I actually saw it today, which was amazing because I didn't know if i'd see it ever.
I think it was good, mostly needed better picture quality and production quality, the worst thing was the interuptions for the commercials and the host with his comments before the segments. The story was ok, Prescription Murder seems like a padded out version of this, rather than generally better. This didn't have the part about tricking the doctor into admitting what he did with the fake death of his girlfriend, but the ending was reasonable, though not exciting, nor great, but ok.
There was the blooper when Columbo accidently called himself Doctor Columbo, and another when Doctor Fleming got the Susan and Claire names mixed up.
The ending of the Falk version is far superior to the stage play version..
" Loved that girl?!.. Something would have been arranged; like an accident maybe?"
I think the Prescription Murder ending might have been well acted, but made less sense, why would he kill his wife and risk jail or death penalty for someone he didn't really care about? The Enough Rope ending fitted the story better, I think anyway.
There were 3 copies on youtube, I don't know how quickly they get taken down, I hope they are there now if anyone wants to see it.
He married an older woman who had money.
Killing her was his way of being free and rich.
Like Richard Kiley in " A friend in Deed".
He used the girl, he didn't love her.
His confession didn't work imho.
The play has a different emphasis ( i own a copy).
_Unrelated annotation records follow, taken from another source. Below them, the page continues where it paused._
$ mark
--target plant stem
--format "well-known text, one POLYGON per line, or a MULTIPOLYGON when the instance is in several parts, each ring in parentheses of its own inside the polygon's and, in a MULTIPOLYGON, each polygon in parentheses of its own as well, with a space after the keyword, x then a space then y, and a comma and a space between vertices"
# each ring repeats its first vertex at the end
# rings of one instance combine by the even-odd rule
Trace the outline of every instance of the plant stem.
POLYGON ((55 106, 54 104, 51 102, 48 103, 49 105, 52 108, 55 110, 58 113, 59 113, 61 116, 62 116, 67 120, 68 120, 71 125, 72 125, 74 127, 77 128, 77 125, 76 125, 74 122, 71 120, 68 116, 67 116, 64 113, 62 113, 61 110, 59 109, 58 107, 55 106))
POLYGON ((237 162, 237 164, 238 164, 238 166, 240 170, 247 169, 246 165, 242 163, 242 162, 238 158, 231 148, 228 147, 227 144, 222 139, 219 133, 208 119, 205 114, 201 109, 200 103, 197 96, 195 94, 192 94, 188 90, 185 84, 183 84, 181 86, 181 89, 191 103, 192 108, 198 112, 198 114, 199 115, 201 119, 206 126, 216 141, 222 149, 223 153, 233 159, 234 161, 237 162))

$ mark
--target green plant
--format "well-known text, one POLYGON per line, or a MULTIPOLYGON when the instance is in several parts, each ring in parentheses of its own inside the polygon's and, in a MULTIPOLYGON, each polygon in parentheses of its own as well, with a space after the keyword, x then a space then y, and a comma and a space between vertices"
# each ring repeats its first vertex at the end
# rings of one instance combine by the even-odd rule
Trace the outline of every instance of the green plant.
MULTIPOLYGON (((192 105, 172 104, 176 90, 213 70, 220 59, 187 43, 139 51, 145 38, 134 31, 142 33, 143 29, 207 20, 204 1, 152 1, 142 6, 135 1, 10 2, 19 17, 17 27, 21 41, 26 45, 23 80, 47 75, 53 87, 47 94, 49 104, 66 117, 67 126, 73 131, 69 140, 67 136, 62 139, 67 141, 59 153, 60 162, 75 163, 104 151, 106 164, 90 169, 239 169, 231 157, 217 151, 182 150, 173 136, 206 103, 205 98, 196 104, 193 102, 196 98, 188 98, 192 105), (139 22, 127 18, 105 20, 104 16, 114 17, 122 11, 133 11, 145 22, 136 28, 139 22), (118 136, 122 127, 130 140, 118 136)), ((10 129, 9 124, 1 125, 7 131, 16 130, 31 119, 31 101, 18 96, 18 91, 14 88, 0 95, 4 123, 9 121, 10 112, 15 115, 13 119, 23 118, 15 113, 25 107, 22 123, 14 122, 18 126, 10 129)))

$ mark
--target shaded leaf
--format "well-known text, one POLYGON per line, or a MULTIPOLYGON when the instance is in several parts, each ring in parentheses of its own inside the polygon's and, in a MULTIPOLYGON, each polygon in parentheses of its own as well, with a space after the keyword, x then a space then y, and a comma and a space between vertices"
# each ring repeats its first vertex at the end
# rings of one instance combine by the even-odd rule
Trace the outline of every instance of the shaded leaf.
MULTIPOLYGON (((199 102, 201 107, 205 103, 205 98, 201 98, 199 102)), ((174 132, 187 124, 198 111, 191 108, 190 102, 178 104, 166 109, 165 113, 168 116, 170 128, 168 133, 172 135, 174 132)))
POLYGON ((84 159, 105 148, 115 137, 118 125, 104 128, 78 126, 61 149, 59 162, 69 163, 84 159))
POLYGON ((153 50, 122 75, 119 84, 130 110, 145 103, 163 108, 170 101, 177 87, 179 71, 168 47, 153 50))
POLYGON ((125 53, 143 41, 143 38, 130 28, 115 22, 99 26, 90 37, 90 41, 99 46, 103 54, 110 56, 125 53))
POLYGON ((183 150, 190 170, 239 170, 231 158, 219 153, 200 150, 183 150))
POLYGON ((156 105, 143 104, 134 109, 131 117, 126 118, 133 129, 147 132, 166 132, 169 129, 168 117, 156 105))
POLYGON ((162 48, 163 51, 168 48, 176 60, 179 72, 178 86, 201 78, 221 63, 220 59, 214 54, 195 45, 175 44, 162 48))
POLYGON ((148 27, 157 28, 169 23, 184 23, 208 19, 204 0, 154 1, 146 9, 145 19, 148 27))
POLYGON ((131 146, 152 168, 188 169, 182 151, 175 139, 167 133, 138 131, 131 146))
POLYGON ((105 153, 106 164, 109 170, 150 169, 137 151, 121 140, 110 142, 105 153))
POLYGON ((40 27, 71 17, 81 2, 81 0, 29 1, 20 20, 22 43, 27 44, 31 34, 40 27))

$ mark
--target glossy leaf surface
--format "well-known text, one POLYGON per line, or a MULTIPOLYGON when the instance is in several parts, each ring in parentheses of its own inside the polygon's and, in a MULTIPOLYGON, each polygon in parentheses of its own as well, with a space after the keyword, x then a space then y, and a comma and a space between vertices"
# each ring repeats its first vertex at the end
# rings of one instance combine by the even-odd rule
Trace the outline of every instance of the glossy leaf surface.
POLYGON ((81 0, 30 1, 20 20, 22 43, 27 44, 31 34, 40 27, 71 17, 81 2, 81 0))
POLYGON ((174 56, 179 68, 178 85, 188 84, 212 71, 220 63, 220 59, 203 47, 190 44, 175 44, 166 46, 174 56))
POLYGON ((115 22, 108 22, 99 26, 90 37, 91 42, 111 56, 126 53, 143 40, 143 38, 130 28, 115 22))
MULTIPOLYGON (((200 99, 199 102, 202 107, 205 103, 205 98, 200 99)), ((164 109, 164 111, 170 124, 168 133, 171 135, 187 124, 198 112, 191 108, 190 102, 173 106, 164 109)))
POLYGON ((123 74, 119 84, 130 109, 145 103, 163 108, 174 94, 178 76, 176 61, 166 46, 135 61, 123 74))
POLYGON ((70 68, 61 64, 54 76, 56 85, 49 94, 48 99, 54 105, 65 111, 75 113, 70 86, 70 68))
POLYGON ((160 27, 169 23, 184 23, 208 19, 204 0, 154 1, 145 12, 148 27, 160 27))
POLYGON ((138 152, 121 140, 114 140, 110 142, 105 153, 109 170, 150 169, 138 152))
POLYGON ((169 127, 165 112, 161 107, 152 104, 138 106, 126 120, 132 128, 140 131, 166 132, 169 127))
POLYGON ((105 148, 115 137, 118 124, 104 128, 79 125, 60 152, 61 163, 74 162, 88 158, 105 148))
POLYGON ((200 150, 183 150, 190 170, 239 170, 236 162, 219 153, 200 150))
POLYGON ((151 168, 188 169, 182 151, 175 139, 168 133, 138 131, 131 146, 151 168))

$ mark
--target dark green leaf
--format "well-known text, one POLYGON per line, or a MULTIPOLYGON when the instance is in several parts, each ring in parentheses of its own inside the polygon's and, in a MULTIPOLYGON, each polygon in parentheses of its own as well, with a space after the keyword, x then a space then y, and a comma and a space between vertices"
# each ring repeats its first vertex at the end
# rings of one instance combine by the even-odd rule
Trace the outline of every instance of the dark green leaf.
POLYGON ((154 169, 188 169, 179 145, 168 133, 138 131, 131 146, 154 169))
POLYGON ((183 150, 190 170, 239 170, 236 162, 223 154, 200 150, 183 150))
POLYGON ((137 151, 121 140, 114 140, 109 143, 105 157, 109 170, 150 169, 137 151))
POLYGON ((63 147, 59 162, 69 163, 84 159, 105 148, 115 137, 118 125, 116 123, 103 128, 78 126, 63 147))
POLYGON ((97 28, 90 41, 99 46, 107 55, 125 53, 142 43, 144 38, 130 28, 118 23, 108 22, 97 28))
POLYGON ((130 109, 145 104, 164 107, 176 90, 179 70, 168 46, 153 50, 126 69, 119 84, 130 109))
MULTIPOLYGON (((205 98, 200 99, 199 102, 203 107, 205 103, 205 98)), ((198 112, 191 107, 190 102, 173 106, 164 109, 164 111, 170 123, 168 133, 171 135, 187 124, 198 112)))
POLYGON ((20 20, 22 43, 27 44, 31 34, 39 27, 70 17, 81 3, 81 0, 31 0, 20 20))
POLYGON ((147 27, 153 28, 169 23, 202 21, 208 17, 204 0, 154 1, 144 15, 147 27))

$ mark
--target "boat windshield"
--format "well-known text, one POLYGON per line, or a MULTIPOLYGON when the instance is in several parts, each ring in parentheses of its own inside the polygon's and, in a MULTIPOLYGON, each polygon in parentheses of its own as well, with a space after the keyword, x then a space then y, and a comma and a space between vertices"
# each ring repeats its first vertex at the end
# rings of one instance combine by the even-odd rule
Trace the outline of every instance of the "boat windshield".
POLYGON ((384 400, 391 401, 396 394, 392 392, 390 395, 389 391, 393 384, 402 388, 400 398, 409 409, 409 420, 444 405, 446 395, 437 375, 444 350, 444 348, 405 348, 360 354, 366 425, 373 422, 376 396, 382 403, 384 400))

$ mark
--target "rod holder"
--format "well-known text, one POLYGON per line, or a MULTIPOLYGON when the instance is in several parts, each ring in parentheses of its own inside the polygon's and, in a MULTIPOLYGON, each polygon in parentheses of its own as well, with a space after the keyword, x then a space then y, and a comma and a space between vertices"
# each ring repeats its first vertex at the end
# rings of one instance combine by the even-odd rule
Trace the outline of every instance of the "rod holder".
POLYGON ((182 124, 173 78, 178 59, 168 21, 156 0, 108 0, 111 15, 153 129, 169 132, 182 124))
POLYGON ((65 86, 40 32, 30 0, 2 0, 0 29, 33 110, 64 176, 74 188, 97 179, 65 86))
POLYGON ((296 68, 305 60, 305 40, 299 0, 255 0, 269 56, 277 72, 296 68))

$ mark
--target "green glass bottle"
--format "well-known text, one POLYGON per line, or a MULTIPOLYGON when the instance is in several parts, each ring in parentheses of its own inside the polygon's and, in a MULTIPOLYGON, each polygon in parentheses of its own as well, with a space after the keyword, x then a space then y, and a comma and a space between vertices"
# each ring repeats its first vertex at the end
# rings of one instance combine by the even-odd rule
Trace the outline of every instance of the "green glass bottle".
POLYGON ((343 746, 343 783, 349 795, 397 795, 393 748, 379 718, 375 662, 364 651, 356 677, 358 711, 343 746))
It's more about the psychiatrist who truly does love the girl .
Gene Barry played him as a cold, calculating killer.
I'm curious to see the tv version.
Thanks for the info!
I just watched ENOUGH ROPE which has a completely different ending from the stage play and PRESCRIPTION MURDER even though it is credited to Levinson and Link!
Is there ANOTHER tv play with the phony suicide/ confession ending?
Btw Bert Freed was totally wrong for COLUMBO ( although, like Falk he wears a bad toupee!😉).
It makes you really appreciate the genius of Falks interpretation!